C'est un fameux deux-mâts, fin comme un oiseau, pouvant aller jusqu'à dix-huit nœuds, ayant une capacité de deux-cent tonneaux : chaque Marine est fier d'y être matelot. Il tient bon la vague, il tient bon le vent. Vous connaissez la suite.
Le Lieutenant Icéo Santiano, Capitaine du Queen Anne, est un soldat droit dans ses bottes. Plus intègre, tu meurs. Et Santiano, depuis quelques jours, il est fier. Fier d'avoir capturé non pas un, mais deux pirates ! Le premier, le vieux Ned, avait déjà été capturé et avait réussi à s'échapper assez rapidement, juste avant qu'on le confie à notre bon Lieutenant pour effectuer son transfert. Alors Santiano a fait son boulot, de manière brillante il faut bien l'avouer, et est parvenu en un temps record à capturer à nouveau le vieux Ned.

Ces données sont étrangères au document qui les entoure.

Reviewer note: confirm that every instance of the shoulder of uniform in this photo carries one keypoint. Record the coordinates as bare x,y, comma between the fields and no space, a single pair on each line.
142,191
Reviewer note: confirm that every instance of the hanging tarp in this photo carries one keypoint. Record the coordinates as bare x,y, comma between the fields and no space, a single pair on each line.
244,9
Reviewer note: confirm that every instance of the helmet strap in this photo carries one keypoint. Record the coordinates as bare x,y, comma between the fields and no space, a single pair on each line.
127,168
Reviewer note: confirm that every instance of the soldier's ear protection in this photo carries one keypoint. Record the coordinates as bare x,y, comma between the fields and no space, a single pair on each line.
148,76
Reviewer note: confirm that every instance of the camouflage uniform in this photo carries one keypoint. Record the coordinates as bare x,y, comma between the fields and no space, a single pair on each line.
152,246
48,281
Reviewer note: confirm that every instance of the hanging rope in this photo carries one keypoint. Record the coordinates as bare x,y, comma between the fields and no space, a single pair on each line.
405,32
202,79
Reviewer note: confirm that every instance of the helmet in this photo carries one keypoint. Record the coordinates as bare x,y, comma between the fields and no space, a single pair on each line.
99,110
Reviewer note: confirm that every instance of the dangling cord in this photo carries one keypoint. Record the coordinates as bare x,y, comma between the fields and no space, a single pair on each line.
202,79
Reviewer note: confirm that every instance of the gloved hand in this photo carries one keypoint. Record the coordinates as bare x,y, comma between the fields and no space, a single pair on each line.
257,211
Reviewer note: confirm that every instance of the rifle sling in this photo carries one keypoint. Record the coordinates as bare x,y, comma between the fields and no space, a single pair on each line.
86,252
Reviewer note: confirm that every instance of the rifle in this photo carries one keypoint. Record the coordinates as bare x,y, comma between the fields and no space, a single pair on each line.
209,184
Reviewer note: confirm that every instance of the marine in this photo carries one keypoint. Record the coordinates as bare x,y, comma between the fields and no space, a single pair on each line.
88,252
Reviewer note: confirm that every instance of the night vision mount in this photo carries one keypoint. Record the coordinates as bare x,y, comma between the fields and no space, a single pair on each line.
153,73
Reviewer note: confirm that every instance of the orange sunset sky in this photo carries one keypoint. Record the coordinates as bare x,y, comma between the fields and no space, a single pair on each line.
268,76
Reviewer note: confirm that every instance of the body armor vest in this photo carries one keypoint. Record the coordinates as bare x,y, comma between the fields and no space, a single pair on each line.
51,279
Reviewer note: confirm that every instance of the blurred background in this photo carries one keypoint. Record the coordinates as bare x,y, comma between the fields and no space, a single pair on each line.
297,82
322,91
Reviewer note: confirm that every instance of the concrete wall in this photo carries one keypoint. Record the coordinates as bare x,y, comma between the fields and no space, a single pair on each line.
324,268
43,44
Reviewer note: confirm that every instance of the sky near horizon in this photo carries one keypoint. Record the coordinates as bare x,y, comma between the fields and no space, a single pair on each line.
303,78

A peine arrivé en haute mer pour effectuer le transfert du vieux Ned, voilà qu'un ahuri barbu avait engagé un combat, à l'aide de l'unique canon qu'il manœuvrait seul à bord d'une coque de noix pourvue d'une ridicule voile carrée rafistolée de partout. Le pirate de pacotille avait ouvert le feu sans sommation sur le Queen Anne. La barque a été coulée en moins de temps qu'il en faut pour le dire, et le taré à la barbe noire a été envoyé directement à la cale, ferré, afin d'être remis à la prochaine prison rencontrée, c'est à dire la destination du vieux Ned.

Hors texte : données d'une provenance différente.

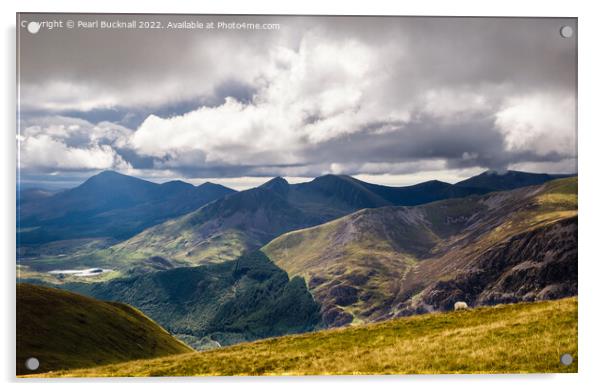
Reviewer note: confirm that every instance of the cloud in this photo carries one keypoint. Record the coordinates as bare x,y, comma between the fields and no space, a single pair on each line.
62,143
361,96
43,152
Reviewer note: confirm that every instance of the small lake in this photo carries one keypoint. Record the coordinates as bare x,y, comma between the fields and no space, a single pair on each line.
81,272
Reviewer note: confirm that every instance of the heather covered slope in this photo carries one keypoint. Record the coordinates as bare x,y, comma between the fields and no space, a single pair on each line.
516,338
65,330
379,263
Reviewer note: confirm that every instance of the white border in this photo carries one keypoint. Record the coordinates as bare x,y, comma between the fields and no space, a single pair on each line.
590,166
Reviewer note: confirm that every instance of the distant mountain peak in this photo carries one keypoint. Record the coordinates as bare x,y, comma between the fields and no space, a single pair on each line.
278,184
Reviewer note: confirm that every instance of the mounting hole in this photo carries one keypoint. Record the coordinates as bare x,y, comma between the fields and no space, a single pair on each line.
566,359
32,363
566,31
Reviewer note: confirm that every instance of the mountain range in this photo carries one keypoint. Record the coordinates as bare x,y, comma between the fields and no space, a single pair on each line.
518,245
237,223
336,250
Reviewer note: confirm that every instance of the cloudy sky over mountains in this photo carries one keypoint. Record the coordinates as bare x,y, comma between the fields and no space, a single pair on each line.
390,100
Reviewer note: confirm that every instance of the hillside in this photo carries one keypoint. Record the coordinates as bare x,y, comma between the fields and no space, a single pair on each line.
523,338
374,264
230,302
494,181
109,205
65,330
247,220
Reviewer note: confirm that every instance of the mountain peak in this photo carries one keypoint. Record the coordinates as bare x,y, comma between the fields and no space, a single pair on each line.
278,184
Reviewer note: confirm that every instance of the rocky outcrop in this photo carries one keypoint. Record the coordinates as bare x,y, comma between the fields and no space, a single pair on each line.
535,265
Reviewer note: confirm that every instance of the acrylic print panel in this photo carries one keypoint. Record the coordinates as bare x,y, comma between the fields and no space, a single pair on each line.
295,195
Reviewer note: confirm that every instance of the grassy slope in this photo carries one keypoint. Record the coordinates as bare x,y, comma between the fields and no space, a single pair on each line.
503,339
380,252
66,330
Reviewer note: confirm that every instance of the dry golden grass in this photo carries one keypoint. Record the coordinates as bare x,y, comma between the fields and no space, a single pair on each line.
517,338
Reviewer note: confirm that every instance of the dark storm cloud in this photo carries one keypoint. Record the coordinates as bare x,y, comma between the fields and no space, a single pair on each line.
319,92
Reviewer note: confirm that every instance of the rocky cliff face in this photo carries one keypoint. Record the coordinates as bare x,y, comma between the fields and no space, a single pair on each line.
535,265
376,264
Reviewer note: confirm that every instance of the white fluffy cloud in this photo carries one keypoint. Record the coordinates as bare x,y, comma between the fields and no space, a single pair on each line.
540,122
62,143
320,92
388,96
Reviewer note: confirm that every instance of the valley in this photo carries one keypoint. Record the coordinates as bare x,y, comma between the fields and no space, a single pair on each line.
515,338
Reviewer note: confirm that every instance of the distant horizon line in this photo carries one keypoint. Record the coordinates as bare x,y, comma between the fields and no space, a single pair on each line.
260,180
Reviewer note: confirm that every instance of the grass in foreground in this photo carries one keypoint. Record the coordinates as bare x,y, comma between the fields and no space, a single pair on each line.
525,338
65,330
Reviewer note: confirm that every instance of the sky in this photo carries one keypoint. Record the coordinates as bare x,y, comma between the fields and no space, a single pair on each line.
389,100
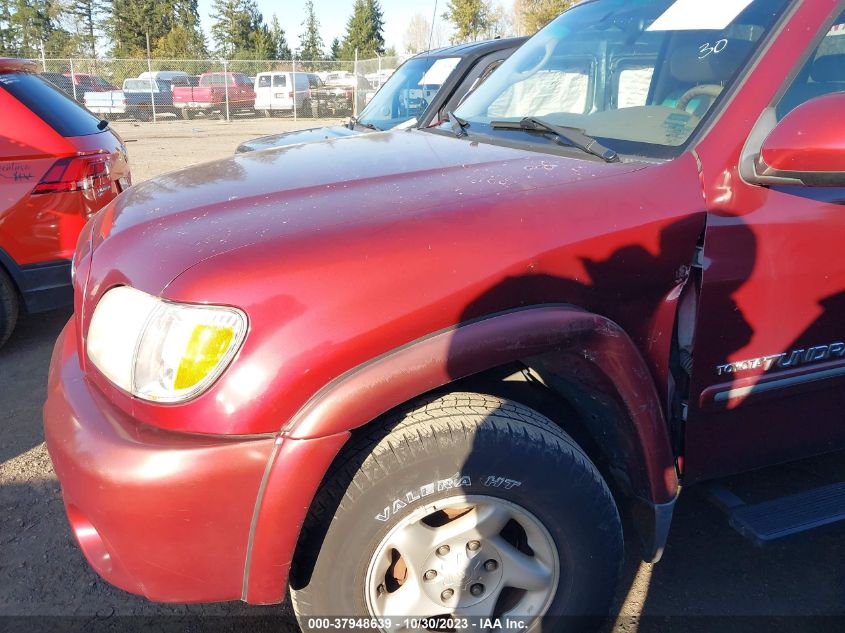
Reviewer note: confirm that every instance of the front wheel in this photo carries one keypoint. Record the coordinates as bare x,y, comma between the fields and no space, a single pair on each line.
467,506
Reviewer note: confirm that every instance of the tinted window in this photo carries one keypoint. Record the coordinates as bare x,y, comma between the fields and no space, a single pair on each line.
50,104
593,68
408,91
823,74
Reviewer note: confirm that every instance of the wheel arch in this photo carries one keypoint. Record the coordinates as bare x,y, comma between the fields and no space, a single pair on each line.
583,357
580,357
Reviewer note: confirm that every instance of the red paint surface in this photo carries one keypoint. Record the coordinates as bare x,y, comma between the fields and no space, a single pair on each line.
45,227
348,251
811,138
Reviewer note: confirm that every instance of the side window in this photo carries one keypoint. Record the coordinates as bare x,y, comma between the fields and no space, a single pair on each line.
824,72
565,86
477,75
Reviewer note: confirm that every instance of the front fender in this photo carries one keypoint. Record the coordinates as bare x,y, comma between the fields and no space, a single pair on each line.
568,342
565,340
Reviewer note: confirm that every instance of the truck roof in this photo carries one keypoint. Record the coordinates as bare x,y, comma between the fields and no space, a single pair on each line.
475,48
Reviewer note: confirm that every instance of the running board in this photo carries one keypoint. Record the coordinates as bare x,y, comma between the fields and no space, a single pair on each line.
779,518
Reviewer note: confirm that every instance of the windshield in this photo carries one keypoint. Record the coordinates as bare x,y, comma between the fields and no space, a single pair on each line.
408,92
638,75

Ainsi, les voilà tous les deux, Edward et Ned, enchaînés dans les cales de la caravelle.
« Vous êtes qui, vous ? »
Le vieux Ned, curieux vis-à-vis de son compagnon de geôle, fixe l'homme à la barbe noire d'un regard suspicieux. La tête baissée, Edward laisse un large sourire, dents apparentes, repeindre son visage. Il lève les yeux vers son interlocuteur et lui répond :
« Edward... Thatch... »
Le vieux est un peu surpris.
« Marrant vot' nom. M'fait penser à...
- Mmm ?
- Nan. Rien...
- Et vous, c'est quoi le vôtre ?
- Ned. Juste Ned. »
Puis, silence. Au-dehors, on entend les marins s'affairer aux tâches quotidiennes d'un bâtiment de la Marine. Contre la coque, le clapotis des vagues rythme le chant inlassable de la houle, dans une mélodie incessante. Ici, un peu d'eau suinte de la paroi. Rien d'inquiétant, un navire, c'est un être vivant dont il faut prendre le plus grand soin. Il a une âme, il a un corps, et tout doit être entretenu. Alors régulièrement, le calfat s'occupe d'améliorer l'étanchéité des panneaux de bois et de vider l'eau qui a pu s'accumuler au fond du bâtiment.
« Mon nom.
- Mm ?
- Il vous fait penser à "Teach" n'est-ce pas ?
- Mouais.
- Qu'est-ce que vous savez de lui ?
- Un traître à la piraterie. Pas envie de parler de cet incapable.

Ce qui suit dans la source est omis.